Defendant argues that its conduct was not unfair or unconscionable under 15 U.S.C. § 1692f because that provision is a “catchall” for conduct not otherwise covered by the FDCPA. If plaintiff’s allegations are true, then defendant’s conduct falls within the scope of § 1692d and § 1692e, and according to defendant, that means it necessarily does not fall [*16] within the scope of § 1692f. Some courts would agree with defendant that debt collection practices do not violate § 1692f if they violate other provisions of the FDCPA, see, e.g., Mills v. Turner, No. CV 15-13267-MLW, 2017 WL 3670967, at *11 (D. Mass. Aug. 25, 2017), but the Seventh Circuit is not among them. The Seventh Circuit has recognized that the same conduct can violate § 1692f as well as other provisions.
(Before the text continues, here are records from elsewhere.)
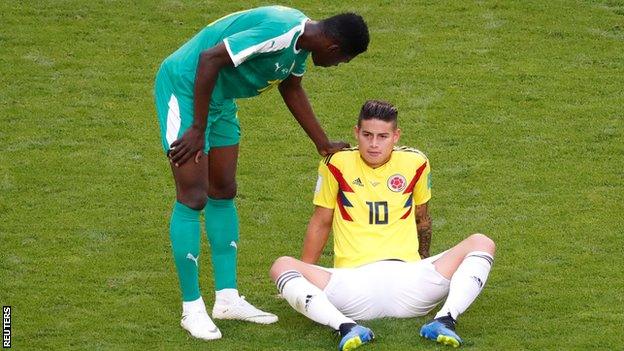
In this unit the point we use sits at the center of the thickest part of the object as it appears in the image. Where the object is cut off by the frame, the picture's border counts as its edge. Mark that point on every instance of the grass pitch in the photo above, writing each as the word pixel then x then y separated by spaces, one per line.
pixel 517 104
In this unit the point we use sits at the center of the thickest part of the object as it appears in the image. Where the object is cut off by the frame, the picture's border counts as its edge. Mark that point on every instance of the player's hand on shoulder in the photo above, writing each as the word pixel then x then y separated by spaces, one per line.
pixel 190 145
pixel 331 147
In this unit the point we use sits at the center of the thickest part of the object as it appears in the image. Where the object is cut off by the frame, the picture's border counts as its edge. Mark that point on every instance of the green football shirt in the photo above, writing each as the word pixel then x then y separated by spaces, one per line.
pixel 261 43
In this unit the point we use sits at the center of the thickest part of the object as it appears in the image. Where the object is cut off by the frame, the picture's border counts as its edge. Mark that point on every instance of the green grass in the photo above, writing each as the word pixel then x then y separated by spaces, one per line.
pixel 517 104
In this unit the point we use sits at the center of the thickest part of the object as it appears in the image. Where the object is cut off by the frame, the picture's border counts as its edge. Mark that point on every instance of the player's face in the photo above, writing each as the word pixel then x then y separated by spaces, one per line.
pixel 330 56
pixel 376 138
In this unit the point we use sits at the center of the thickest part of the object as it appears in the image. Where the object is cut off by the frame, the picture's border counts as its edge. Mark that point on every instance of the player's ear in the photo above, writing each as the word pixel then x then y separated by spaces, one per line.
pixel 396 135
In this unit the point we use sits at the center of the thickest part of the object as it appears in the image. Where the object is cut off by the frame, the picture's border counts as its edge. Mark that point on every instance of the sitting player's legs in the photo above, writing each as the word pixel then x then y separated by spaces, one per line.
pixel 302 285
pixel 221 215
pixel 467 265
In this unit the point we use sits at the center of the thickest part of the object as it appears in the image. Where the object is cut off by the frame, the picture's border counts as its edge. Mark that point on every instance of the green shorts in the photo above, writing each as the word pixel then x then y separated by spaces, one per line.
pixel 175 116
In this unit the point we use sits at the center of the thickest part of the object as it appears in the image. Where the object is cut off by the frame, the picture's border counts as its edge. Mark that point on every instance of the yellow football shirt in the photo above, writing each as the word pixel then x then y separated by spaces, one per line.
pixel 373 208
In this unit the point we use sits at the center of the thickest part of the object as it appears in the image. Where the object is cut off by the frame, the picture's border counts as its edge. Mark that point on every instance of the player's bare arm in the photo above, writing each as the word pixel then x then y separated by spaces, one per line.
pixel 297 101
pixel 423 225
pixel 191 144
pixel 317 234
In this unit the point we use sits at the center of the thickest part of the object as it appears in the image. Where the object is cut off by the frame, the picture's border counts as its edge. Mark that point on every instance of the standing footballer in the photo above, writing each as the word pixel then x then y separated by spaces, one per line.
pixel 238 56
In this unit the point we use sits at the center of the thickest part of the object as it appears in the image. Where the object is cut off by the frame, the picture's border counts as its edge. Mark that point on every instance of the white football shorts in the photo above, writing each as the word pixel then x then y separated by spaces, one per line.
pixel 387 289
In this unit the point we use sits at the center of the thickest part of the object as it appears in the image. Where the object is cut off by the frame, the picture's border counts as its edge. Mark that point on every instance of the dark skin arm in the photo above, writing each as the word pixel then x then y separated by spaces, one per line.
pixel 191 144
pixel 297 101
pixel 317 234
pixel 423 225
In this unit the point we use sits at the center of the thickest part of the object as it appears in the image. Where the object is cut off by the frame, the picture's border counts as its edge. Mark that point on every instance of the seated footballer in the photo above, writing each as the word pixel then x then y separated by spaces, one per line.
pixel 374 199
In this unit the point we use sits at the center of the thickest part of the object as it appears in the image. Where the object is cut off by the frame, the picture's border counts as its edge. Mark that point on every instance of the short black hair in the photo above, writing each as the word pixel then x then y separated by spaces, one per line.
pixel 378 109
pixel 349 30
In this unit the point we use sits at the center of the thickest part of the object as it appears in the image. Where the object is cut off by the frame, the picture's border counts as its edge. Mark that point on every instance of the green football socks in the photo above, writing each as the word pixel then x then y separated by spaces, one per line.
pixel 222 231
pixel 184 235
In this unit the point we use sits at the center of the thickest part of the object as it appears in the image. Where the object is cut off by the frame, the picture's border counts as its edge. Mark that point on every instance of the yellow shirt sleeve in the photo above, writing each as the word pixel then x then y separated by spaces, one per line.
pixel 422 190
pixel 326 189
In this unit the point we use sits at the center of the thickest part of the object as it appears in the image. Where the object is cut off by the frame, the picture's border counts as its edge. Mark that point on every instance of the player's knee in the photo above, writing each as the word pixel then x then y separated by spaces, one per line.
pixel 281 265
pixel 222 191
pixel 482 242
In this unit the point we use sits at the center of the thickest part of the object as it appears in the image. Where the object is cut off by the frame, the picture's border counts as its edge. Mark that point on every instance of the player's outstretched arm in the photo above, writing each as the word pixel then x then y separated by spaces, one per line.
pixel 191 144
pixel 317 234
pixel 297 101
pixel 423 225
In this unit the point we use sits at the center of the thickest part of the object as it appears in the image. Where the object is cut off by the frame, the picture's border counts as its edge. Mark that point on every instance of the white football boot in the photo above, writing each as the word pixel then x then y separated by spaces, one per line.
pixel 200 326
pixel 242 310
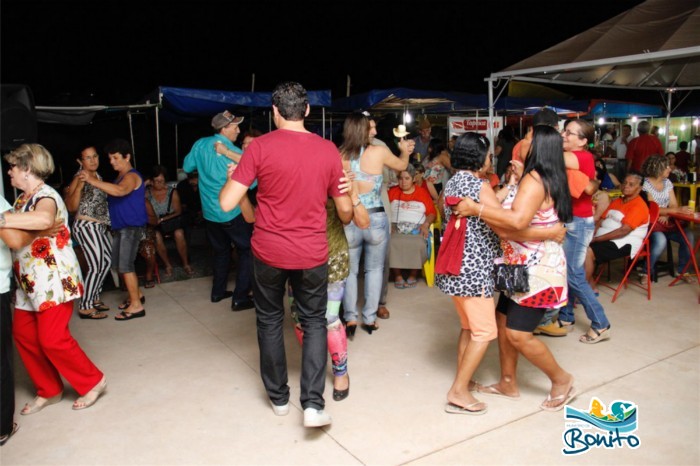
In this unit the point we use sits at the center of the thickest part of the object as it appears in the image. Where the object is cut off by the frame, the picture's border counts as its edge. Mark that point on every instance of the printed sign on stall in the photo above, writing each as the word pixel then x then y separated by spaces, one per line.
pixel 458 125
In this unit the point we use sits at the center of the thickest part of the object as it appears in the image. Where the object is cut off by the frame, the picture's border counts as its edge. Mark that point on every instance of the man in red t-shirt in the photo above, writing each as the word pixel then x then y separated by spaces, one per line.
pixel 297 171
pixel 640 148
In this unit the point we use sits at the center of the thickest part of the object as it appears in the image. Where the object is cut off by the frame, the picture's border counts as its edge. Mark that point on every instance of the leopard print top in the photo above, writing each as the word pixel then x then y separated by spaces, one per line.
pixel 480 247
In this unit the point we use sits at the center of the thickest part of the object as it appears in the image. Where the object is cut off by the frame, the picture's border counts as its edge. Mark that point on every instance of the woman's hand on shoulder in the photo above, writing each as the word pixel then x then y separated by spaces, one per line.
pixel 558 232
pixel 466 208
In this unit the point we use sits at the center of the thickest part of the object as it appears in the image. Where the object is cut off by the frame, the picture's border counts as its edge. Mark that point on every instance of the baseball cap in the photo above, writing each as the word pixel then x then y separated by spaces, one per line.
pixel 225 118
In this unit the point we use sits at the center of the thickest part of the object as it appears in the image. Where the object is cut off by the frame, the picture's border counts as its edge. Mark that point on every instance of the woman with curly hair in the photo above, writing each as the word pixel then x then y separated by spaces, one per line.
pixel 659 189
pixel 48 281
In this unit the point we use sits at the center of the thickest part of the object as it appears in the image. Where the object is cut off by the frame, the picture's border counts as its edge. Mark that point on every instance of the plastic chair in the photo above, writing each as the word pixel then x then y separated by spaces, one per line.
pixel 643 253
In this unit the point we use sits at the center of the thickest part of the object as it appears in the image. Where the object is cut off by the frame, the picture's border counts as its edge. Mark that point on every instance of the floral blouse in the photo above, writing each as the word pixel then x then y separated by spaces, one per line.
pixel 47 270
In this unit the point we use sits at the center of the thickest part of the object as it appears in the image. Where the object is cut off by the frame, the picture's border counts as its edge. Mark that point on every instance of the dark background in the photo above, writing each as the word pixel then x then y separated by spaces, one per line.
pixel 117 53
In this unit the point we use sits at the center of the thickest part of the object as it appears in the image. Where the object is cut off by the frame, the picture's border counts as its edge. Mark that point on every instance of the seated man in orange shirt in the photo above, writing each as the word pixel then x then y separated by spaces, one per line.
pixel 621 229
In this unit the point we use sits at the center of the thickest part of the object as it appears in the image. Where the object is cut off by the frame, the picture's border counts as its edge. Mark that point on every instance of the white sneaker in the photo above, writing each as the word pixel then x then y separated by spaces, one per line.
pixel 316 418
pixel 281 410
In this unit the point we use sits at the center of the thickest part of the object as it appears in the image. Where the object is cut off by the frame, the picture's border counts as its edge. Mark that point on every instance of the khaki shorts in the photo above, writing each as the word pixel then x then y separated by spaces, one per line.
pixel 478 315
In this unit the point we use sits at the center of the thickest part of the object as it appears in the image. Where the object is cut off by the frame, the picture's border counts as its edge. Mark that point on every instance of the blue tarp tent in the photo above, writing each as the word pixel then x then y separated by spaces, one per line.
pixel 613 109
pixel 441 102
pixel 181 104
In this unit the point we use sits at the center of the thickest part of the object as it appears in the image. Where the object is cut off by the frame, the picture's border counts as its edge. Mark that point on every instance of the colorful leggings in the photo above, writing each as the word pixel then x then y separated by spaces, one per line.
pixel 337 340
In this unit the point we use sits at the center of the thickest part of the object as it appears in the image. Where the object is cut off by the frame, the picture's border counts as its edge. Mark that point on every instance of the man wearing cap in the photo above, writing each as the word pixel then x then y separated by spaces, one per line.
pixel 210 157
pixel 420 153
pixel 640 148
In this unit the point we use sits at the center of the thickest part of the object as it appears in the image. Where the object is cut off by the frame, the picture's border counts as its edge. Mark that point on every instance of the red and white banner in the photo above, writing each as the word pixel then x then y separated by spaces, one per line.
pixel 458 125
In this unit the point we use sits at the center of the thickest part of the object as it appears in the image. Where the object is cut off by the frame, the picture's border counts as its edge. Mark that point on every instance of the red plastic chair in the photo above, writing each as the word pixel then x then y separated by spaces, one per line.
pixel 643 253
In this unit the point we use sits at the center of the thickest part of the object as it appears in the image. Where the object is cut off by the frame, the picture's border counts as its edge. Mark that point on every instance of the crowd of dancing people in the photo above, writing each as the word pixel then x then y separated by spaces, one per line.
pixel 528 209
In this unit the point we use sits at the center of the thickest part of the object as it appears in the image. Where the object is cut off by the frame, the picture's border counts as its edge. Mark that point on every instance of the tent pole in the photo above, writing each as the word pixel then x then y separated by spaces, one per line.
pixel 177 149
pixel 131 133
pixel 668 117
pixel 489 82
pixel 158 134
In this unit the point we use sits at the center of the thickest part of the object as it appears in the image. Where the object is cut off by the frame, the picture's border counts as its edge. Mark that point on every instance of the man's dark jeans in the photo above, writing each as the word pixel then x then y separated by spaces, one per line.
pixel 220 236
pixel 310 288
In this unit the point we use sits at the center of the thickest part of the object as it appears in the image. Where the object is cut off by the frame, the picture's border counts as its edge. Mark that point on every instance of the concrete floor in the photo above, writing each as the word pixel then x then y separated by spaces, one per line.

See McMillan v. Collection Prof’ls Inc., 455 F.3d 754, 765 (7th Cir. 2006) (debtor who received letter accusing her of dishonesty stated claim under both §1692e(7) and f) (citing Field v. Wilber Law Firm, P.C., 383 F.3d 562, 566 (7th Cir. 2004) (debtor who received misleading letter stated claim under §1692e and f))); see also Todd, 731 F.3d at 739 (citing as “instructive” Fox v. Citicorp Credit Services, Inc., 15 F.3d 1507, 1517 (9th Cir. 1994), which held that “seeking a writ of garnishment when the debtor was not behind in making payments can violate § 1692f,” where debtor had also stated overlapping claims under § 1692d and e). This approach is consistent with the broad language of the statute, as the Seventh Circuit explained in McMillan, 455 F.3d at 764-65, and as the Sixth Circuit explained in Currier v. First Resolution Investment Corp. . . .Based on this discussion, and particularly on the approving citation to Fox, this Court concludes that, viewing the facts in the light most favorable to plaintiff, a reasonable jury could conlude that defendant’s conduct falls within the scope of § 1692f. For essentially the same reasons that defendant’s conduct is potentially absusive and misleading under other sections [*19] of the FDCPA, it is potentially unfair under § 1692f: a reasonable jury could conclude that, by way of harassment and false threats, defendant sought to collect from plaintiff a debt that it knew or should have known that she did not owe. Defendant’s motion is denied as to plaintiff’s § 1692f claim.